Although the spokesperson declined to name targets, the company will ”definitely continue to plan to expand through M&A in Europe, in countries such as Spain. In the US, though, our main focus is Uniqlo.” The spokesperson went on to say that US acquisitions are “certainly possible” in the near term, adding that the company may be interested in clothing retailers like J. Crew.

An analyst covering the company said that there is a chance that Fast Retailing will acquire a larger company, such as one of its competitors, which include the brands Gap, its separate label Banana Republic, and J. Crew. A second analyst agreed that an acquisition of a bigger company is possible. “If J. Crew were up for sale the company would definitely be interested,” the same analyst said. The analyst cited US market share as the main reason that Fast Retailing should be interested in J. Crew, since the Japanese retailer has less than a 1% share in the US.

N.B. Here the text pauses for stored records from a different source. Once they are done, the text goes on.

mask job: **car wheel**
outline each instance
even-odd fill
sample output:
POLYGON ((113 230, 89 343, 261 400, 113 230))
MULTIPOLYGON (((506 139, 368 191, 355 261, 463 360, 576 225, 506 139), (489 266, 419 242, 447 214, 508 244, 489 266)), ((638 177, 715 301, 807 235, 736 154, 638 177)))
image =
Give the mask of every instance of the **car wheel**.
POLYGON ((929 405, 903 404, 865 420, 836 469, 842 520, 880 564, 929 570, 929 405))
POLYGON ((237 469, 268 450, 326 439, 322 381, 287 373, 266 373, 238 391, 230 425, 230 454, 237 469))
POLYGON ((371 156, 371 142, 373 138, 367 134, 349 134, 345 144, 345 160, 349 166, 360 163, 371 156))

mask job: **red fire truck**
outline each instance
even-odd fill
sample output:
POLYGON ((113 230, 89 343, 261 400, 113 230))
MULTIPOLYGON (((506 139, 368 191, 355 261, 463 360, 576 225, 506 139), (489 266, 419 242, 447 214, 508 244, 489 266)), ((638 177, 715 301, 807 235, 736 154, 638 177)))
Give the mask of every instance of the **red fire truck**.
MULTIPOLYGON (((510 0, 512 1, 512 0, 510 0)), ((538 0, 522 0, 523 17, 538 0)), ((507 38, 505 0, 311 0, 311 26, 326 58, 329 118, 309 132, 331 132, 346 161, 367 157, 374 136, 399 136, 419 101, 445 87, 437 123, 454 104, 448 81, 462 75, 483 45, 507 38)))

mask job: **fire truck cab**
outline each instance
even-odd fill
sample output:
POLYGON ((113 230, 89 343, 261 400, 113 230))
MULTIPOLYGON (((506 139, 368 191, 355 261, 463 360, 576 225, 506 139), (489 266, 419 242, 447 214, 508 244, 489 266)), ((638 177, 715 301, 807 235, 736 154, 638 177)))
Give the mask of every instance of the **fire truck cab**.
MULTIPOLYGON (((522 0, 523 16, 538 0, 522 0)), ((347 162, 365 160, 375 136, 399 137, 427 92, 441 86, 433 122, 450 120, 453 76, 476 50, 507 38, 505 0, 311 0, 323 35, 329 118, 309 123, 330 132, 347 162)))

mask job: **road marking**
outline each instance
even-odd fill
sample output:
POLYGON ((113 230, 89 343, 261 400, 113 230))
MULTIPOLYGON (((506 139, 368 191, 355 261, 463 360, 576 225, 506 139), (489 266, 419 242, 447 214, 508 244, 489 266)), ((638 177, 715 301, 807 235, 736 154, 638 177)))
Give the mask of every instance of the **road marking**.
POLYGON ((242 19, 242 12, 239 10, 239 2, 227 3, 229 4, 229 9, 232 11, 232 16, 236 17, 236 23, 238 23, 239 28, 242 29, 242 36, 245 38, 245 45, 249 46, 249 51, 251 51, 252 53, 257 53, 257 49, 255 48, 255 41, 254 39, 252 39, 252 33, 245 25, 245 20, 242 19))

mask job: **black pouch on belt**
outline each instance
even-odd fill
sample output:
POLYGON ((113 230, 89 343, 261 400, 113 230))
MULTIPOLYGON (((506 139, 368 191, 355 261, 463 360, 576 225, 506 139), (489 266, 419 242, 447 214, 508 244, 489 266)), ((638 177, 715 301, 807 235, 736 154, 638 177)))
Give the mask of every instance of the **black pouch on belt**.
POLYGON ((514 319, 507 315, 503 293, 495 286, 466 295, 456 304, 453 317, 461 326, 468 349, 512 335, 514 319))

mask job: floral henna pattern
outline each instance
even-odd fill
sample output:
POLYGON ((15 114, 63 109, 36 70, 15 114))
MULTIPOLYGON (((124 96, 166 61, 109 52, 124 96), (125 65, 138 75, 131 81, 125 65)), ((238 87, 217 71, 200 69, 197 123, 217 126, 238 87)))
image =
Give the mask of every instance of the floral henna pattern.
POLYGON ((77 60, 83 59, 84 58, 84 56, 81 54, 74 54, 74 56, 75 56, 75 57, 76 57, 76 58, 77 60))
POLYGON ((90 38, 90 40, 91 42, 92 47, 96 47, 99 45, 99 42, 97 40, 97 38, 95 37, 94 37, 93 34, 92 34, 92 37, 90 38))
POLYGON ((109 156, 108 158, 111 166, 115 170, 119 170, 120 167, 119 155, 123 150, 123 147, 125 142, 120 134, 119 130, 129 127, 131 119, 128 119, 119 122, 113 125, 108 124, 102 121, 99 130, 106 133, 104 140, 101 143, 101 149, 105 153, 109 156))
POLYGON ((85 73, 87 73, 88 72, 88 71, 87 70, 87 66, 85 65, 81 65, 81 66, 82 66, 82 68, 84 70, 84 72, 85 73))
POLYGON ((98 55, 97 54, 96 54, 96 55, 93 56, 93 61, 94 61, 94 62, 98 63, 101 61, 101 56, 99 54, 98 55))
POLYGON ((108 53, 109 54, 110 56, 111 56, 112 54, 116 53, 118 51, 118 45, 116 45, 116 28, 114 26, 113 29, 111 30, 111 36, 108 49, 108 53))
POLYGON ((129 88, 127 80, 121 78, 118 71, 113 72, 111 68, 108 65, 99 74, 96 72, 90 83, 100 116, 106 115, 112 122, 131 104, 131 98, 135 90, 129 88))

A US-based private equity player however thought an acquisition of J. Crew unlikely. The company that went public on the NYSE last year is trading well at the moment, the private equity player said. Furthermore, he said, it was doubtful Millard Drexler, CEO of J. Crew, would agree to work for someone, adding, that without Drexler no one would buy J. Crew. The New York-based retailer is backed by Texas Pacific Group (TPG). The private equity firm reduced its stake from 36% to 21% recently.

A TPG spokesperson declined to comment on why the firm decided to do this. The private equity firm has held a stake in J. Crew for over a decade, the spokesperson said. A J. Crew spokesperson said the company has gone through a secondary offering last month, but declining to comment on anything else. The US-based private equity player said Fast Retailing is basically after a brand. The Japanese company is looking for a global brand much like its 2003 acquisition of Theory. He named James Perse, Tory Burch, Nanette Lepore, Calypso or Betsy Johnson as companies which could interest Fast Retailing. All the companies mentioned have been reported to be up for sale.

Fast Retailing has financed most of its past acquisitions with cash and loans, so the company will probably do the same for future acquisitions, the first analyst added. The recently acquired casual clothing brand, Comptoir des Cotonniers, and lingerie retail chain, Petit Vehicule, “are well established global brands in France, which are good for our group,” the spokesperson for Fast Retailing said. Fast Retailing recently acquired Comptoir des Cotonniers from French apparel maker Nelson Finances for JPY 26bn (USD 221m) and acquired a 95% stake in Petit Vehicule for JPY 8bn (USD 68m). The company last year failed in its attempt to merge with Giordano International, a Hong Kong-based retailer.

Fast Retailing has a market capitalization of JPY 961bn (USD 8.2bn).